Pour un plus ample exposé des faits, prétentions et moyens des parties, le tribunal se réfère expressément à leurs dernières écritures, conformément aux prescriptions de l’article 455 du code de procédure civile.
MOTIFS DE LA DECISION
Sur la qualité à agir des sociétés GEC 7 et Youfirst Campus
La SMABTP sollicite le débouté des demanderesses au motif que la société GEC 7, propriétaire de l’immeuble, n’a pas qualité à agir pour solliciter l’indemnisation de pertes de loyers subies par la preneuse à bail, la société Youfirst Campus. Elle soutient en outre que la société Youfirst Campus ne dispose pas de qualité à agir contre l’assureur dommages-ouvrage, n’étant pas propriétaire de l’immeuble litigieux.
Les sociétés GEC 7 et Youfirst Campus soutiennent que la société GEC 7 a subi une perte de loyer en ne percevant pas la totalité des loyers prévue au bail contracté en 2009, et que la société Youfirst Campus subit quant à elle un préjudice sur la marge réalisée sur les logements donnés en location.
Bien que la SMABTP invoque un « défaut de qualité à agir », terminologie propre aux fins de non-recevoir, les moyens sur lesquels elle se fonde relèvent du fond et seront examinés dans les paragraphes suivants.
Sur la demande formée au titre des préjudices locatifs
Les sociétés GEC 7 et Youfirst Campus sollicitent la condamnation in solidum des sociétés Hexactus, SMABTP et Axa France au paiement de la somme de 120.738 euros au titre de la réparation de leurs préjudices locatifs concernant les logements 1411, [Cadastre 2], [Cadastre 3], [Cadastre 4], [Cadastre 5] et [Cadastre 6]. Elles se fondent sur les dispositions 1792 et suivants du code civil.
Elles font notamment valoir que la société Hexactus, bien que mise hors de cause par l’expert concernant les logements [Cadastre 3], [Cadastre 4], et [Cadastre 5], est intervenue sur les trois autres appartements, et que ses interventions n’ont pas été satisfaisantes, les désordres ayant persisté. Elles invoquent également un devoir de conseil de la société Hexactus, qui avait constaté le défaut d’étanchéité de la dalle lors de ses interventions. Elles expliquent la mise en cause de la SMABTP tant en qualité d’assureur de la société Hexactus au moment des travaux, qu’en qualité d’assureur dommages-ouvrage ayant fait intervenir cette société, dont les travaux n’ont pas été efficaces.

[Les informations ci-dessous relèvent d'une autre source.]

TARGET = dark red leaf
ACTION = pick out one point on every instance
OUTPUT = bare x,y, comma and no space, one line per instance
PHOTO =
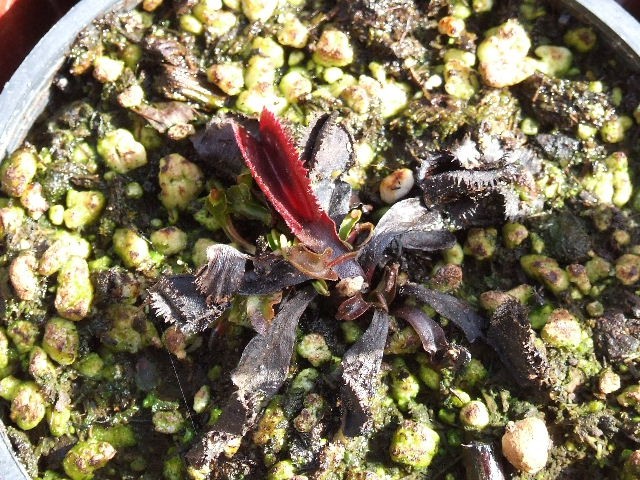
279,172
430,332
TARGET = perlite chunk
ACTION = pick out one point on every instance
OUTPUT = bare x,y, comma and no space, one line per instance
259,10
503,55
23,277
83,208
28,406
86,457
121,152
526,444
333,49
75,291
18,171
293,33
414,444
61,250
180,181
61,340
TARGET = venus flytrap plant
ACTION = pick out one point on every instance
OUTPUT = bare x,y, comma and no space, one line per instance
360,276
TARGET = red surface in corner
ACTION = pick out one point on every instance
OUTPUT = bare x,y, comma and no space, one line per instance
24,22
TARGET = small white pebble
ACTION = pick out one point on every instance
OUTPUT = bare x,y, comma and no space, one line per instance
396,185
526,444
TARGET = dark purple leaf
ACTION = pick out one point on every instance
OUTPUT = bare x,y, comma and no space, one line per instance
222,275
277,169
412,225
217,147
270,274
360,375
511,336
430,332
259,375
177,300
163,115
352,308
329,150
459,312
618,336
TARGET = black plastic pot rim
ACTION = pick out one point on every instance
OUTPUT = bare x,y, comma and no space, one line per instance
26,94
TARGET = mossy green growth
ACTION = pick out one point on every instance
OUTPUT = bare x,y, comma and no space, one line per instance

Elles soutiennent que plusieurs appartements du dernier étage de l’immeuble ont été vacants à plusieurs périodes en raison des infiltrations d’eau et des travaux nécessaires, les privant ainsi de la perception des loyers correspondant.
La SMABTP soutient que les demanderesses ne rapportent pas la preuve de la réalité du préjudice subi. Par ailleurs, elle conteste toute garantie. Ainsi, elle soutient qu’elle n’a été assignée qu’en qualité d’assureur dommages-ouvrage, et qu’elle n’est, à ce titre, pas responsable de la réapparition d’infiltrations suite aux travaux réalisés par la société Hexactus.

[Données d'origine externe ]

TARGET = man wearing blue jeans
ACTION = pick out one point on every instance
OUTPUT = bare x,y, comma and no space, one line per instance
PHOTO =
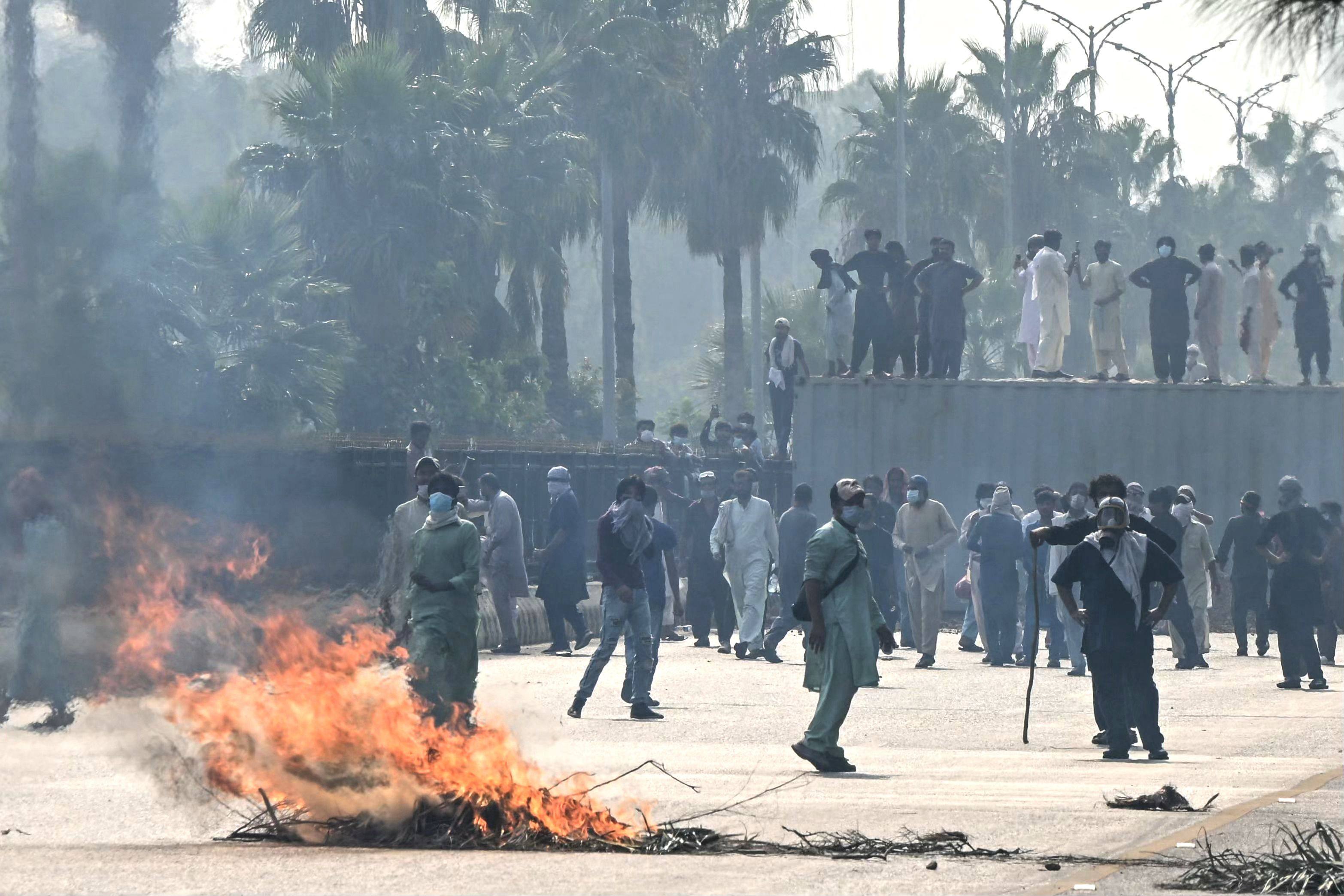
624,537
659,570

Les sociétés Hexactus et Axa France Iard contestent toute responsabilité de la société Hexactus au motif, d’une part, que le rapport d’expertise démontre que les désordres concernant les appartements [Cadastre 3], [Cadastre 4] et [Cadastre 5] sont imputables au constructeur d’origine, la société Nord Asphalte ou à un défaut d’entretien. Et d’autre part parce que les demanderesses n’apportent aucun élément probatoire quant à sa responsabilité concernant les appartements [Cadastre 1], [Cadastre 2] et [Cadastre 6]. Les défenderesses soutiennent en outre que les demanderesses n’apportent aucun élément probatoire pour justifier les montants demandés.
*
L’article 1792 du code civil dispose que tout constructeur d’un ouvrage est responsable de plein droit envers le maître ou l’acquéreur de l’ouvrage, des dommages, même résultant d’un vice du sol, qui compromettent la solidité de l’ouvrage ou qui, l’affectant dans l’un de ses éléments constitutifs ou l’un de ses éléments d’équipement, le rendent impropre à sa destination. Une telle responsabilité n’a point lieu si le constructeur prouve que les dommages proviennent d’une cause étrangère.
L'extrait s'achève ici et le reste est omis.